Se lo sviluppo di tali distorsioni risale, secondo Otte, al periodo tra l’introduzione dell’euro e l’inizio della crisi, la crisi dell’euro a sua volta è considerata il risultato, peraltro prevedibile, dell’errata unione monetaria tra paesi molto diversi.
Per creare una valuta unica è necessario uno spazio economico omogeneo così come la libertà di movimento di merci, capitale e lavoro. L’Unione europea non ha mai avuto queste caratteristiche: le sue economie nazionali sono molto diverse tra loro. Quindi non c’erano le condizioni per creare la moneta unica.
Senza contare che, per la loro economia corrotta e l’alto tasso di evasione fiscale, paesi come la Grecia non avrebbero mai dovuto essere ammessi nell’area dell’euro.
Contro lo strapotere dei grandi gruppi bancari d’investimento, Otte sprona i lettori a diventare “capitalisti del popolo”, mettendo il proprio denaro in una banca cooperativa e comprando titoli di solide aziende tedesche ed europee.

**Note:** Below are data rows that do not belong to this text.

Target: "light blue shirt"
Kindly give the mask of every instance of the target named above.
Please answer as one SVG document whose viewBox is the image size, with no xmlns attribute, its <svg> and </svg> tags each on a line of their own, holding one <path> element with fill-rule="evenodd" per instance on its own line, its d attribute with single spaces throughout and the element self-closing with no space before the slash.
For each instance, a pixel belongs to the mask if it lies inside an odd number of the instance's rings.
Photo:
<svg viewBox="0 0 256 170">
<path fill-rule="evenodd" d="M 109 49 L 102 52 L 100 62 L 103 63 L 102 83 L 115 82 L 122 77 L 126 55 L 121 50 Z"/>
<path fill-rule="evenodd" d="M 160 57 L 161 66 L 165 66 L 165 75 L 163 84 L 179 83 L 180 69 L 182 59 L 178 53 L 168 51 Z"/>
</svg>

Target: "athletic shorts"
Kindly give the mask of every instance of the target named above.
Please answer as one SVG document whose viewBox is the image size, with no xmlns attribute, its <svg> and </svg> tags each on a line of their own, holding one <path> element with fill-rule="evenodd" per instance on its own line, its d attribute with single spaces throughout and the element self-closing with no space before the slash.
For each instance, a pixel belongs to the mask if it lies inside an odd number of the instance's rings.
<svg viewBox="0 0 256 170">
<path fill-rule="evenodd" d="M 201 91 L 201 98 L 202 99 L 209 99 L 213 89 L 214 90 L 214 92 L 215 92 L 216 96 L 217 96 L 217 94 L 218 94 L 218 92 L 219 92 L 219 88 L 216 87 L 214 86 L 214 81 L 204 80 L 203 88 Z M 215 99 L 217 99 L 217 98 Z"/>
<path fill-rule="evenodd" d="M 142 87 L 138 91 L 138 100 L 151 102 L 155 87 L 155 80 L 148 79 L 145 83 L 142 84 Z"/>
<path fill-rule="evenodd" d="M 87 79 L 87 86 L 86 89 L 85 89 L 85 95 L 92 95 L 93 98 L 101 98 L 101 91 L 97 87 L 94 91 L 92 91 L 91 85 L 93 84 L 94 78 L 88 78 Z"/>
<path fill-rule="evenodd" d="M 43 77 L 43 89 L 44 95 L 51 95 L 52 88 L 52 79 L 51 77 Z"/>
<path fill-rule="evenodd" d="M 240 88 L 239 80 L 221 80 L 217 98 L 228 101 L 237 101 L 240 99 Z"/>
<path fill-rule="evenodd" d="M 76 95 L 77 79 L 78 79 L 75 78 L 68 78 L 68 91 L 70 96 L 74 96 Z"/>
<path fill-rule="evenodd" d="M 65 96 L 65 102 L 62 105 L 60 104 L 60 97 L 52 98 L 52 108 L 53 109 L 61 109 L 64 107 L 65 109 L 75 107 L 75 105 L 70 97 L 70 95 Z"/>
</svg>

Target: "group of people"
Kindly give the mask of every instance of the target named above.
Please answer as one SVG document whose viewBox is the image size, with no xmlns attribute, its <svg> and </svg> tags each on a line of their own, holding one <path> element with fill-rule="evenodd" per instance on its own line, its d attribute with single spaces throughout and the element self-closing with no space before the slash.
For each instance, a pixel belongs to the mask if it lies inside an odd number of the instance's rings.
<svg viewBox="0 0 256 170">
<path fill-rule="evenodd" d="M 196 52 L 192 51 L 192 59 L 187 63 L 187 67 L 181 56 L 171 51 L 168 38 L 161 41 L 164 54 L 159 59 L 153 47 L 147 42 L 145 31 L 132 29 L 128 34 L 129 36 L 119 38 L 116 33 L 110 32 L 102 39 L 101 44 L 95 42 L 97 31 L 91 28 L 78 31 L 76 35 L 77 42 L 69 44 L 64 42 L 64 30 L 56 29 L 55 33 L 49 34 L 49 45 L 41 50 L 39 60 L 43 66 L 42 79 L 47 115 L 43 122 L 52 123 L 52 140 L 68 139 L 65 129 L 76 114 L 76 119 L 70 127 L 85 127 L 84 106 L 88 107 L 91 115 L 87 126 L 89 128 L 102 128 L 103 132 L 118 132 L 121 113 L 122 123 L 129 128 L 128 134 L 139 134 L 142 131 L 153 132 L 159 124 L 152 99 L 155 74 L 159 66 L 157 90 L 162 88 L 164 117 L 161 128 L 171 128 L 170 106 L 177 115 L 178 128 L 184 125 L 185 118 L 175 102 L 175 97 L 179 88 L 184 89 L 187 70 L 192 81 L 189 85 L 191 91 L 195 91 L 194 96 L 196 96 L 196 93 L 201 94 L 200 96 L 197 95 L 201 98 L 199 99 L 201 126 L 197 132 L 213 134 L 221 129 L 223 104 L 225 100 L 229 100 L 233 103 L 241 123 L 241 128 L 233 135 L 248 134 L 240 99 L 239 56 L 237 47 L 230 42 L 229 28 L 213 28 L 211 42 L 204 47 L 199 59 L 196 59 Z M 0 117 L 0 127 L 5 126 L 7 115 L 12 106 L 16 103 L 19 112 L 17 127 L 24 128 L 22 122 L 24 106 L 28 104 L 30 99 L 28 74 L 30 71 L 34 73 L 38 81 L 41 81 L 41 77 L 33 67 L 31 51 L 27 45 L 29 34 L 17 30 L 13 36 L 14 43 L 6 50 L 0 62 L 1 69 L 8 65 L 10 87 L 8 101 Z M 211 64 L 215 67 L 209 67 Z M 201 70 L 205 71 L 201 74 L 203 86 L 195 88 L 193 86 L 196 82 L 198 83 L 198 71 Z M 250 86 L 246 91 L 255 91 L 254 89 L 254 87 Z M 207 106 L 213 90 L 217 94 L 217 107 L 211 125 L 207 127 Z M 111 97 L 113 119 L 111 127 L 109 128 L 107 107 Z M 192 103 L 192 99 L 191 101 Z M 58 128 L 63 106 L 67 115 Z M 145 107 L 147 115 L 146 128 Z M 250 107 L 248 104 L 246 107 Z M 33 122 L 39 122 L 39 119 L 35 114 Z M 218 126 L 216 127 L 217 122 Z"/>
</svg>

Per tornare alla libera economia di mercato e arginare l’eurodisastro, inoltre, l’economista sostiene la via delle riforme, poche ma radicali, e prende le distanze dalla soluzione della rivoluzione violenta. Del resto l’oligarchia non ha un piano occulto per dominare il mondo, difende semplicemente i propri interessi. A ogni costo.
Sulla questione della Grecia e degli altri paesi debitori, Irlanda, Portogallo e Spagna, Otte interviene suggerendo la riduzione del debito attraverso una bancarotta pilotata, la soluzione migliore per tutti, tranne che per gli speculatori, e rimprovera ad Angela Merkel di aver fatto marcia indietro sulla proposta da lei stessa avanzata nel maggio 2010, cioè quella di stabilire le regole generali da applicare nel caso di insolvenza di uno Stato: E così vennero concessi nuovi crediti e garanzie alla Grecia da parte della Ue, del Fondo monetario internazionale e dei paesi forti dell’Unione europea affinché quello Stato di fatto insolvente potesse continuare a pagare gli interessi sui suoi debiti alle banche e alle società dei servizi finanziari.
Altrettanto duro è il giudizio sugli USA, cui farebbero comodo le difficoltà dell’eurozona in quanto il dollaro non è più forte come un tempo nel suo ruolo di valuta di riserva internazionale.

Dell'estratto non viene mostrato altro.